Encouraged by the success I did the same process on the machine of Girl B. This time, as there were many different chat partners I also removed the chats that only existed once or twice, the boy at school saying Hi, a friend inviting to a party etc, but which were not repeated with that person. The results in Fig 2 are fascinating:-
Fig 2 |
The primary cluster is of course Girl B herself, but no prize for guessing which cluster is the accused?? You’ve got it, the 1st next biggest cluster top left, in fact their chats are almost twice as many as any other person. Remember we are talking about a teenage girl here with lots of people to chat too and he was chatting with her more than twice as much as her best friends at school.
I then moved on to looking at the relationships with all those involved. I again used Maltego and imported all the chats from all the machines but removed the actual chat. This provided a link graph between the Girls and the accused and their friends, also showing connections between those friends. I will not present that graph as it includes the names of the persons involved but it showed the accused front and centre with chat connections with all the girls involved and showed the connections between those girls and their friends.
I felt this was very useful to a jury and so included it in my report to the prosecution barrister. It went on to form part of the jury pack so I can say that my graphs have made it to Court. Sadly, I was not called to give evidence on this occasion as the defense agreed all our findings and signed a statement to that effect. Shame really as I was looking forward to presenting this data in open Court and judging the reaction from a jury. Not that I am expecting wild applause and fist pumping whooping but it would be interesting all the same.

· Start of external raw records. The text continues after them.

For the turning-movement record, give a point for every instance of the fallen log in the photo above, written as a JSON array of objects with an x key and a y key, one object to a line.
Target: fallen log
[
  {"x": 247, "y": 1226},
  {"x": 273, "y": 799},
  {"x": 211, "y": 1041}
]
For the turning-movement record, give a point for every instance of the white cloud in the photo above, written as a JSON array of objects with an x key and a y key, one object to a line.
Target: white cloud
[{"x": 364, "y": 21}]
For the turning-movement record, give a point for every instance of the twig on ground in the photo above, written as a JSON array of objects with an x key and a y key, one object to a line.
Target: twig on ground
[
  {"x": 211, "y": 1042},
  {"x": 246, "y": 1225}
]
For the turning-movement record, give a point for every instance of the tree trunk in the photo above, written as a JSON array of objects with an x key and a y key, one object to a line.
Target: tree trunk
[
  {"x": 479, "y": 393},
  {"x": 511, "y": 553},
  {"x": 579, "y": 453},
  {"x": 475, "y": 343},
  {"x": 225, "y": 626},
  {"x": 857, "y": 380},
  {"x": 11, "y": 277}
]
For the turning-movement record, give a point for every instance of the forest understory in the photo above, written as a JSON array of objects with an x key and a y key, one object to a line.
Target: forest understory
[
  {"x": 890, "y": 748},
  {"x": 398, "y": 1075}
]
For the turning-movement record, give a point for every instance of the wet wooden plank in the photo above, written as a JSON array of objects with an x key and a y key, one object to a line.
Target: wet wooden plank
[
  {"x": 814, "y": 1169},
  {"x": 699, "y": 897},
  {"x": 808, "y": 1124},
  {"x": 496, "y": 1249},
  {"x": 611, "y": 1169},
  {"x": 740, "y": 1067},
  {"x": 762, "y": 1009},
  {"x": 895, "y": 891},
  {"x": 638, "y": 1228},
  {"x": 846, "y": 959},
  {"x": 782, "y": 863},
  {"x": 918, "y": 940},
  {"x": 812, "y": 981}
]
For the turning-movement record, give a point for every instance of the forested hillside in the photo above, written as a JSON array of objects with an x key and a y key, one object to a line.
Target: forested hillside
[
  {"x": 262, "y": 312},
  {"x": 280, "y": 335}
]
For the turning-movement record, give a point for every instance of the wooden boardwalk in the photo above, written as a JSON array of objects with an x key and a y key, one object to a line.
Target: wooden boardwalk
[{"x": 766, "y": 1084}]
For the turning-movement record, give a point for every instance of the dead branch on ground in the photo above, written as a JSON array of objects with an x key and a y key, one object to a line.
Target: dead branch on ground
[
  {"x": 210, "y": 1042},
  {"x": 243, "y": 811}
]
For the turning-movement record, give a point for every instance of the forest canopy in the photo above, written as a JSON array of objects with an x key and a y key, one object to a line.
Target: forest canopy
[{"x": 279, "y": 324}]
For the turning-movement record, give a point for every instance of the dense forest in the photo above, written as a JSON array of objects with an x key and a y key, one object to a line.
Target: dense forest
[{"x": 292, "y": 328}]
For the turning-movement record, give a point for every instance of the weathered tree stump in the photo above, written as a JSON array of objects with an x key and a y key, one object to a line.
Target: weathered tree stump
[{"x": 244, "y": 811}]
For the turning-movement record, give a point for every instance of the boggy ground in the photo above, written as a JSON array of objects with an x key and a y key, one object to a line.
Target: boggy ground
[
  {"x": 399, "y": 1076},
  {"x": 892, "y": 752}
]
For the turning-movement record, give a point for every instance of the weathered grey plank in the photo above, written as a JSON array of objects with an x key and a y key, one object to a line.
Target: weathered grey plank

So far I’ve been using Maltego but have been given heads up of other free tools that might do the same job. The primary tool is Gephi, thanks @danmcquillan for the tip, a superb, free graphing application for Windows or Mac which supports many different output graphs. So far Im liking it, it takes a little more work pre-application as you need to define your Nodes and Edges for it to successfully graph the links. I’ve also had problems with the Preview and output elements which keep crashing, I need to pop a message on the forums really.
A Bump on the Node
Just for your information, the visualization industry seems to be dominated by research groups in Universities ‘visualizing’ everything that moves and then posting them on Youtube with no information about how it was done except the message ‘Arn’t we clever!’.

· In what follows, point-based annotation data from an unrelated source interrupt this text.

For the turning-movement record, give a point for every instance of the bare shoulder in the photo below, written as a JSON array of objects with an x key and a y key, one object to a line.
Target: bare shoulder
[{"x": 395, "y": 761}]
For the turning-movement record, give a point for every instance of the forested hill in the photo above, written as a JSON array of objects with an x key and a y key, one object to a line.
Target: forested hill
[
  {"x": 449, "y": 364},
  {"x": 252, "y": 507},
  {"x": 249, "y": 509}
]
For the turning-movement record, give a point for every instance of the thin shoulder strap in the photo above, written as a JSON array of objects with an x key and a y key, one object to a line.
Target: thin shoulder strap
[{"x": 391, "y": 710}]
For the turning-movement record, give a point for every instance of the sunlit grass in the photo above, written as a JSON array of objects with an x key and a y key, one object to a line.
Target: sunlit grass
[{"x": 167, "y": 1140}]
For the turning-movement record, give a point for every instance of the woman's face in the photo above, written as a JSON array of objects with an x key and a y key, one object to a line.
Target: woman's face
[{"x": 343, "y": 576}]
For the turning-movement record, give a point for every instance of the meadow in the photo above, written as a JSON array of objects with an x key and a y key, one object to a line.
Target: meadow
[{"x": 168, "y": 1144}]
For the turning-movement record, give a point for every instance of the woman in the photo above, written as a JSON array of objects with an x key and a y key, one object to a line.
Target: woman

However, if you want to learn about it you appear to need the brain the size of planet, a doctorate in statistics and a student card. It is a very difficult area to start learning as a beginner. For example, search Google for - What are Nodes and Edges. Go on, try it. The top link is Wikipedia that presents you with a series of equations that make up graphing theory. Its a nightmare.

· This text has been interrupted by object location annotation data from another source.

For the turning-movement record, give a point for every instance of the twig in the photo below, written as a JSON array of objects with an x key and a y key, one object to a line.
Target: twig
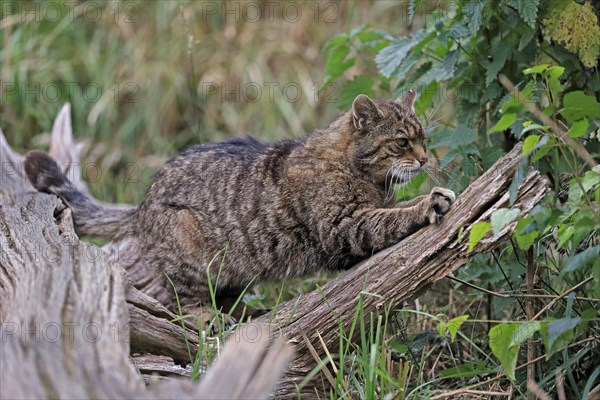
[
  {"x": 315, "y": 355},
  {"x": 469, "y": 391},
  {"x": 530, "y": 279},
  {"x": 536, "y": 392},
  {"x": 547, "y": 306},
  {"x": 519, "y": 295},
  {"x": 560, "y": 387},
  {"x": 500, "y": 376}
]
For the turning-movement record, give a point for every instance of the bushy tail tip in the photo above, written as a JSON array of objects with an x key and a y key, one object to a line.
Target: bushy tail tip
[{"x": 43, "y": 172}]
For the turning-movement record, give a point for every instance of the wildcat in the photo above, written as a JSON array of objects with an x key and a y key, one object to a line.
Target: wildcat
[{"x": 269, "y": 211}]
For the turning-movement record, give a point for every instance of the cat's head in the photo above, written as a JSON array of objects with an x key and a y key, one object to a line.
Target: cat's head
[{"x": 388, "y": 138}]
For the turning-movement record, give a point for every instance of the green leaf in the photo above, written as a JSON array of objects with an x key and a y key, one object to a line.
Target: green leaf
[
  {"x": 501, "y": 337},
  {"x": 555, "y": 71},
  {"x": 337, "y": 41},
  {"x": 575, "y": 26},
  {"x": 526, "y": 38},
  {"x": 543, "y": 149},
  {"x": 589, "y": 181},
  {"x": 473, "y": 12},
  {"x": 538, "y": 69},
  {"x": 461, "y": 136},
  {"x": 478, "y": 231},
  {"x": 466, "y": 370},
  {"x": 443, "y": 71},
  {"x": 530, "y": 143},
  {"x": 557, "y": 333},
  {"x": 518, "y": 178},
  {"x": 454, "y": 325},
  {"x": 582, "y": 260},
  {"x": 500, "y": 52},
  {"x": 525, "y": 237},
  {"x": 391, "y": 57},
  {"x": 502, "y": 217},
  {"x": 578, "y": 128},
  {"x": 456, "y": 31},
  {"x": 359, "y": 85},
  {"x": 524, "y": 332},
  {"x": 504, "y": 123},
  {"x": 336, "y": 63},
  {"x": 578, "y": 105},
  {"x": 527, "y": 10},
  {"x": 412, "y": 5},
  {"x": 426, "y": 95}
]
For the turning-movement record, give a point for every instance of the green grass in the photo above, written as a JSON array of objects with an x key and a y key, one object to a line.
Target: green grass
[{"x": 153, "y": 76}]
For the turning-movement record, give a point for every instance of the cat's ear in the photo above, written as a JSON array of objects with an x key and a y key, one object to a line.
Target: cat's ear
[
  {"x": 364, "y": 110},
  {"x": 407, "y": 99}
]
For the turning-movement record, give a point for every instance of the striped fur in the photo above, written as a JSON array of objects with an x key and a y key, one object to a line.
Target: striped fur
[{"x": 256, "y": 211}]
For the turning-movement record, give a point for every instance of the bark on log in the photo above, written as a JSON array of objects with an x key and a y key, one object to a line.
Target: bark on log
[
  {"x": 68, "y": 311},
  {"x": 65, "y": 323},
  {"x": 58, "y": 290},
  {"x": 402, "y": 272}
]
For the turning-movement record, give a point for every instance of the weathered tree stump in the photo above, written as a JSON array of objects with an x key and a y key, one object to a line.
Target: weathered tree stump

Anyway, for those of you out there with a shriveled 40-something brain like me, a Node is an element such as the person on my graphs and the Edges are the links between them.
Eg
I am Nick Furneaux.
My friends are Ed, Toby and Chris
I talk to Ed and Toby
I never talk to Chris
The Nodes are:-
Nick
Ed
Toby
Chris
The Edges are:-
Nick - Ed
Nick -Toby
The graph would show links between me and Ed and Toby but Chris would be an unlinked orphan node floating around the graph on his own. Sorry Chris.
Clear? Good.
Hear endeth the lesson!